Island                 0
Clutch Completion      0
Culmen Length (mm)     0
Culmen Depth (mm)      0
Flipper Length (mm)    0
Body Mass (g)          0
Sex                    0
Delta 15 N (o/oo)      0
Delta 13 C (o/oo)      0
dtype: int64


Now that the data has been cleansed a little it can now be visualised to assist in understanding the distribution of the relationships between variables and potential outliers or patterns.

To ensure there are no issues with the data, the categorical data of the Model must be encoded so that the machine can understand the data.

To do this `LabelEncoder` can be used from `sklearn.preprocessing` to convert attributes to numerical data.
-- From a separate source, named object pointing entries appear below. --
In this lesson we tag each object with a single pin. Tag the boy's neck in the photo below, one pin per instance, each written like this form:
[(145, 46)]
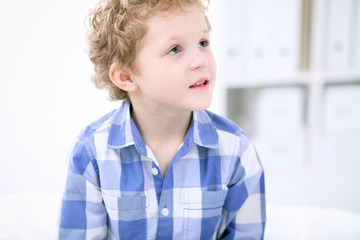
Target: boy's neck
[(162, 131), (158, 126)]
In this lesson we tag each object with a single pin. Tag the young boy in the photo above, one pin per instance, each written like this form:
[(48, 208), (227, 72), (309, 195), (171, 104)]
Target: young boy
[(159, 167)]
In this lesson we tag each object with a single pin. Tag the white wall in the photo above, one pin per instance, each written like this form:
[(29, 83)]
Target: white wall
[(46, 96)]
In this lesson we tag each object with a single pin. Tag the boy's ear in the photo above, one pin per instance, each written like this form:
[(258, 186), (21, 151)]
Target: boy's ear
[(121, 78)]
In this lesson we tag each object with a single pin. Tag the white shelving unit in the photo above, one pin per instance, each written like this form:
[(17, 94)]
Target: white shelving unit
[(290, 76)]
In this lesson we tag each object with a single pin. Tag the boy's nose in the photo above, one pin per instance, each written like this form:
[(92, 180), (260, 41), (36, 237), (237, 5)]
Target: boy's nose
[(199, 60)]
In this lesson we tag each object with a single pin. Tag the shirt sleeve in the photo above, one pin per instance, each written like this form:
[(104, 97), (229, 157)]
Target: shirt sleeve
[(244, 207), (82, 214)]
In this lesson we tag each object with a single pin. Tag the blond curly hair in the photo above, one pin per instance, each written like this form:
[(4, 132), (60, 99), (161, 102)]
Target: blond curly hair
[(115, 30)]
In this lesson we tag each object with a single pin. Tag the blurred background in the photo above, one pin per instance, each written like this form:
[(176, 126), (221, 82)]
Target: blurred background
[(288, 74)]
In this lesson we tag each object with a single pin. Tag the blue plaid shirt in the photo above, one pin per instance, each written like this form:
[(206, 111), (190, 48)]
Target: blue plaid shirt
[(213, 189)]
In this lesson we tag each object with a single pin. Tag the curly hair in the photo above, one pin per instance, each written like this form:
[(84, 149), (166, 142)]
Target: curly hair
[(115, 30)]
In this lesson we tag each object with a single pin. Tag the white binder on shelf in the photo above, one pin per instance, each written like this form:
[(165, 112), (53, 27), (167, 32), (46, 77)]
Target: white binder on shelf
[(280, 136), (357, 36), (231, 37), (341, 113), (257, 35), (280, 110), (285, 35), (339, 32), (340, 143)]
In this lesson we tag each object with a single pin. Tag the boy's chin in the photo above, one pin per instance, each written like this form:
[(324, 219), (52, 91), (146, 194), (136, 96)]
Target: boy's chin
[(202, 106)]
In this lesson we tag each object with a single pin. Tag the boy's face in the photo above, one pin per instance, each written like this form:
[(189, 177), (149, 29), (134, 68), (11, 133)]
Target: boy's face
[(175, 65)]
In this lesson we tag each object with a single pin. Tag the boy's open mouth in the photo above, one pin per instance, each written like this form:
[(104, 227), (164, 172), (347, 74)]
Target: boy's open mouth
[(199, 84)]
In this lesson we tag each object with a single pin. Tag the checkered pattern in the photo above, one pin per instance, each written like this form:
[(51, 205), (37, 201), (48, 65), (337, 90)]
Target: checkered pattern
[(213, 189)]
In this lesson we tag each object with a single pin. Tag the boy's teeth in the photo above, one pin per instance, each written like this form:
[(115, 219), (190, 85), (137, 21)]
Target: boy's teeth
[(199, 83)]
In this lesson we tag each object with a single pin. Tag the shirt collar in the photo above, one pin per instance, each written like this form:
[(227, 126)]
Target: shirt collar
[(123, 131)]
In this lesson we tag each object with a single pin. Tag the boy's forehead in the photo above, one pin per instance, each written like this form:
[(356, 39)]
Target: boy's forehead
[(178, 17)]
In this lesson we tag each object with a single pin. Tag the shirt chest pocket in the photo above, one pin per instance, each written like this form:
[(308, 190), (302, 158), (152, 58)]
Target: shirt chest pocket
[(202, 213), (127, 216)]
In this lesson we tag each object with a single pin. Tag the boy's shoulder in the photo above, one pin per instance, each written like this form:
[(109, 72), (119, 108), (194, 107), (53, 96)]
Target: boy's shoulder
[(224, 124), (101, 124)]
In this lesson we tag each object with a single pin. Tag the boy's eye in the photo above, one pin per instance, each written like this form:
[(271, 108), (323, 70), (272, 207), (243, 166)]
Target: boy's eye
[(203, 43), (174, 50)]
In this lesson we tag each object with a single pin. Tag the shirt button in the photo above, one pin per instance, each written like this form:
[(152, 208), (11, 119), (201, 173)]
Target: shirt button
[(155, 171), (165, 211)]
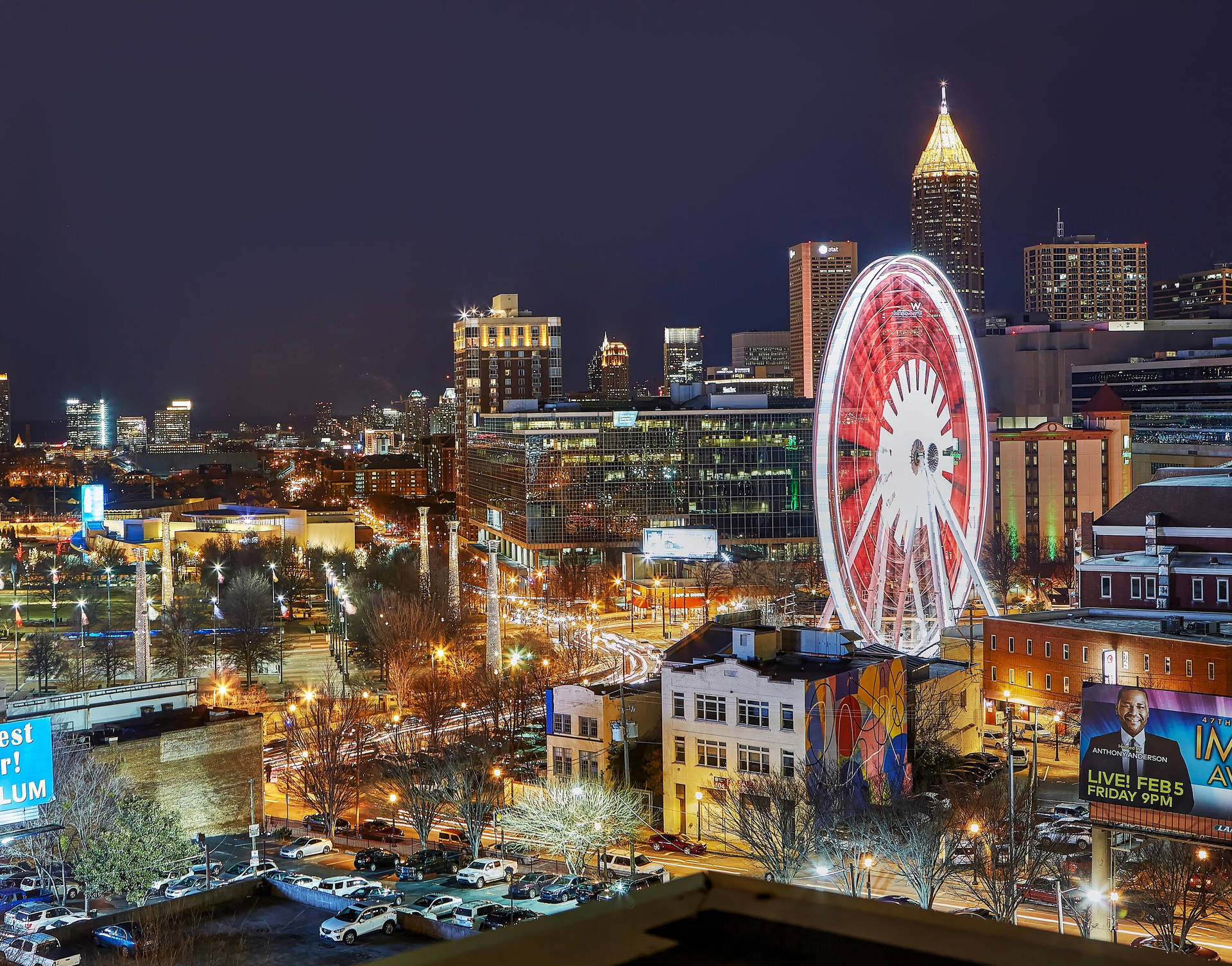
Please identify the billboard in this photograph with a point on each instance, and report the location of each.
(680, 543)
(25, 765)
(1149, 748)
(92, 507)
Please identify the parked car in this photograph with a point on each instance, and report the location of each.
(295, 879)
(527, 885)
(561, 890)
(619, 864)
(471, 915)
(504, 916)
(248, 870)
(376, 858)
(377, 829)
(36, 917)
(318, 824)
(429, 861)
(127, 938)
(434, 906)
(356, 920)
(1189, 949)
(672, 842)
(343, 885)
(482, 872)
(40, 950)
(186, 886)
(306, 845)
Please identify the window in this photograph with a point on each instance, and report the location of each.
(711, 754)
(751, 758)
(753, 714)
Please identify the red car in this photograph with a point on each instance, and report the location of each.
(671, 842)
(1189, 949)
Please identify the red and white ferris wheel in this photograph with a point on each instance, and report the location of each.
(901, 456)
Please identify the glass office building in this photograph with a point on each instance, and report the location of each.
(549, 481)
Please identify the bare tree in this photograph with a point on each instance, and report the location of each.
(474, 792)
(574, 820)
(327, 736)
(1173, 888)
(773, 820)
(246, 609)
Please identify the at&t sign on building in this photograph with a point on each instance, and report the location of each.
(901, 456)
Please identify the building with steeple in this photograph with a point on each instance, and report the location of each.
(945, 211)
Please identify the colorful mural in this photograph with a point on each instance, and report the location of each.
(857, 724)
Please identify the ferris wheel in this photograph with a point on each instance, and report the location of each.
(901, 456)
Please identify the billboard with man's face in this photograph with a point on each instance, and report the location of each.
(1149, 748)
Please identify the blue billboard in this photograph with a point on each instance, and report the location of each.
(25, 765)
(1150, 748)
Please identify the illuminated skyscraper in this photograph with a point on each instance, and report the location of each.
(945, 211)
(5, 411)
(818, 275)
(88, 424)
(681, 358)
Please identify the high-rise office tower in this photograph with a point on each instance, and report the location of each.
(1190, 296)
(131, 434)
(5, 411)
(1077, 279)
(499, 355)
(818, 275)
(758, 348)
(171, 425)
(88, 424)
(945, 211)
(681, 358)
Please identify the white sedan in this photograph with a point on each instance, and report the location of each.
(306, 845)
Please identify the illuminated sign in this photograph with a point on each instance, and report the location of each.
(683, 543)
(26, 777)
(92, 507)
(1165, 750)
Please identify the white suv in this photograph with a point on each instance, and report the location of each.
(355, 920)
(482, 872)
(619, 864)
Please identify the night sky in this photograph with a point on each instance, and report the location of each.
(261, 205)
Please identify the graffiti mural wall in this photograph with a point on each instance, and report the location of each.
(857, 724)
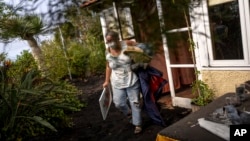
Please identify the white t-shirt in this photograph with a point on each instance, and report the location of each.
(121, 75)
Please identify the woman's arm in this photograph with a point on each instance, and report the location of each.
(107, 75)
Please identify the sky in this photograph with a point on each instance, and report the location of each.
(17, 46)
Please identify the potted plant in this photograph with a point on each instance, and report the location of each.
(203, 94)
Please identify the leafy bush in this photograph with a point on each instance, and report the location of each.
(203, 93)
(31, 105)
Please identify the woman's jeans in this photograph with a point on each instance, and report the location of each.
(132, 94)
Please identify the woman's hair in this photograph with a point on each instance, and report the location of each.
(113, 34)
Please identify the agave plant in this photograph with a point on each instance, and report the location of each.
(27, 108)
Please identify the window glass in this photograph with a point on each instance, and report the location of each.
(225, 28)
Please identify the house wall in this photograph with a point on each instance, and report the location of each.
(224, 81)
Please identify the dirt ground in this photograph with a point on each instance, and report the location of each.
(89, 125)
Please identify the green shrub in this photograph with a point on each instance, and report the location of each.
(31, 105)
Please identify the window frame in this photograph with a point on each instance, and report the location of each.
(206, 53)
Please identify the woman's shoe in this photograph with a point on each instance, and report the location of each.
(138, 129)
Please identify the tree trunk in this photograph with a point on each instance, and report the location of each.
(36, 53)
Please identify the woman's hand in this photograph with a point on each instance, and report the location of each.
(105, 84)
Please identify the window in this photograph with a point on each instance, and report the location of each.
(228, 29)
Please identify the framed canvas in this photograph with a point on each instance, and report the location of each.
(105, 101)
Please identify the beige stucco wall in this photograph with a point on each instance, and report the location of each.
(223, 82)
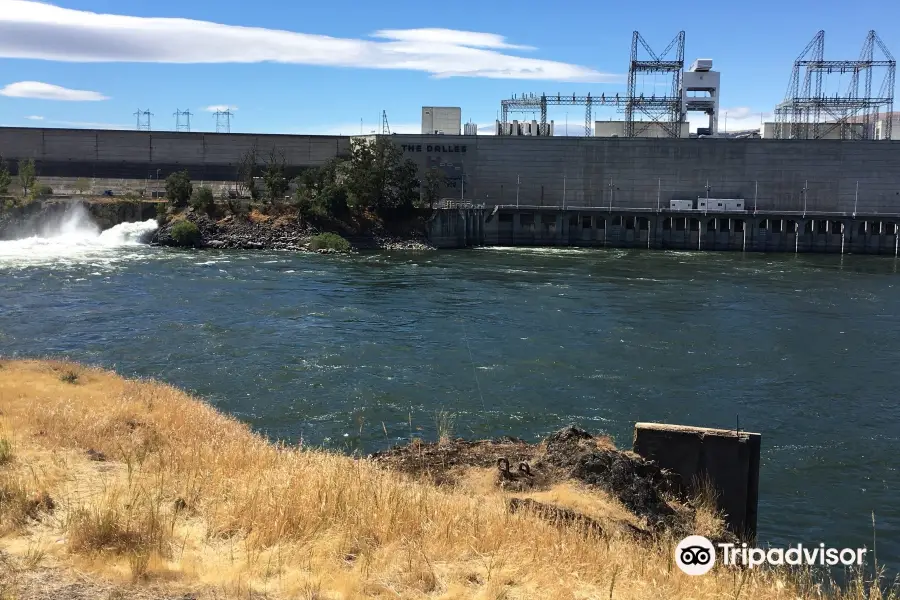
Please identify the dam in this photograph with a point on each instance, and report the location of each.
(826, 176)
(800, 195)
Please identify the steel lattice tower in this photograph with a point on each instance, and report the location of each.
(184, 125)
(664, 109)
(808, 112)
(223, 120)
(143, 119)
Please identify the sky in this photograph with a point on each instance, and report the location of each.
(332, 67)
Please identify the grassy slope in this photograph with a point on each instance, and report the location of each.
(189, 499)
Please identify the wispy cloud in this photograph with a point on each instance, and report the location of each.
(739, 118)
(35, 30)
(47, 91)
(88, 125)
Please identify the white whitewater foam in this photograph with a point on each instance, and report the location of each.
(76, 239)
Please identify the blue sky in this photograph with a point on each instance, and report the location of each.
(79, 63)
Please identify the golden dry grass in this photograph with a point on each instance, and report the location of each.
(188, 498)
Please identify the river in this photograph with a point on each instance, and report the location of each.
(359, 352)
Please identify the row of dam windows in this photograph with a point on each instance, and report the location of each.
(817, 227)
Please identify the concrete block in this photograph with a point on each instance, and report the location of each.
(727, 458)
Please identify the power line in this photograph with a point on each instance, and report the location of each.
(182, 120)
(223, 120)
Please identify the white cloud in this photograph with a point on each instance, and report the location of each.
(740, 118)
(47, 91)
(450, 37)
(34, 30)
(88, 125)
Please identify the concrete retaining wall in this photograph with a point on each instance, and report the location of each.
(747, 232)
(138, 154)
(784, 175)
(726, 458)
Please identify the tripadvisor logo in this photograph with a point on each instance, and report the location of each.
(696, 555)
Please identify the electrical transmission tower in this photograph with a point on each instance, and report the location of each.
(182, 120)
(664, 109)
(811, 111)
(223, 121)
(644, 68)
(143, 119)
(530, 103)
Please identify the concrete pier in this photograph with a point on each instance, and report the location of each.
(762, 231)
(728, 459)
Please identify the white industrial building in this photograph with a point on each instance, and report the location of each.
(441, 120)
(700, 93)
(700, 90)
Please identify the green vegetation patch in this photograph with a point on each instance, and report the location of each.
(185, 233)
(330, 241)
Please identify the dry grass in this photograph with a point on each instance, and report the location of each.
(190, 499)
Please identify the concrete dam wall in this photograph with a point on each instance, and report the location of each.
(830, 176)
(782, 175)
(138, 154)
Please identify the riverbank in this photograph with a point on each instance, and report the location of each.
(286, 231)
(119, 488)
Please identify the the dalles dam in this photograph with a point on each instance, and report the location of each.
(337, 349)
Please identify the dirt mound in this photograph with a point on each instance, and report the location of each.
(570, 454)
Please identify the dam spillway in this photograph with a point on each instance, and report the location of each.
(760, 231)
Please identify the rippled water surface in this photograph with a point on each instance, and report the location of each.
(803, 349)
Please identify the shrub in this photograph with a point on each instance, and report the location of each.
(179, 188)
(330, 241)
(203, 200)
(5, 451)
(42, 189)
(185, 233)
(162, 213)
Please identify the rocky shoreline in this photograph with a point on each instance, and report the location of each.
(241, 233)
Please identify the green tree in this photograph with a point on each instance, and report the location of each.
(247, 166)
(82, 185)
(203, 200)
(5, 177)
(27, 175)
(179, 188)
(276, 183)
(379, 179)
(432, 185)
(185, 233)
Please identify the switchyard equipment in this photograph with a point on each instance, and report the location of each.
(665, 110)
(643, 111)
(809, 112)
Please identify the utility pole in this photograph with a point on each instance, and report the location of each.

Before doing this, it is best to split the variables and seperate the independent variables from the dependent variables.

In [None]:
X = penguin_data[['Clutch Completion', 'Culmen Length (mm)', 'Culmen Depth (mm)', 'Flipper Length (mm)', 'Body Mass (g)', 'Sex', 'Delta 15 N (o/oo)', 'Delta 13 C (o/oo)']].copy
Y = penguin_data[['Island']]

In [167]:
sex_encoder = LabelEncoder()
cc_encoder = LabelEncoder()
X.loc[:, 'Sex'] = sex_encoder.fit_transform(penguin_data['Sex'])
X.loc[:, 'Clutch Completion'] = cc_encoder.fit_transform(penguin_data['Clutch Completion'])

# To see if it worked
print('Encoded Values of \'Sex\'')
print('-----')
print(X['Sex'].unique())
print('Encoded Values of \'Clutch Completion\'')
print('-----')
print(X['Clutch Completion'].unique())


Encoded Values of 'Sex'
-----
[0 1]
Encoded Values of 'Clutch Completion'
-----
[1 0]


In [None]:
island_encoder = LabelEncoder()
Y.loc[:, 'Island'] = island_encoder.fit_transform(Y['Island'])

# To check if it worked
print(Y['Island'].unique())

[0 1 2]


## Visualisations

Before pre-processing, it's best to plot the data as to attempt to identify patterns, relationships and potential issues amongst the data such as outliers or missing values.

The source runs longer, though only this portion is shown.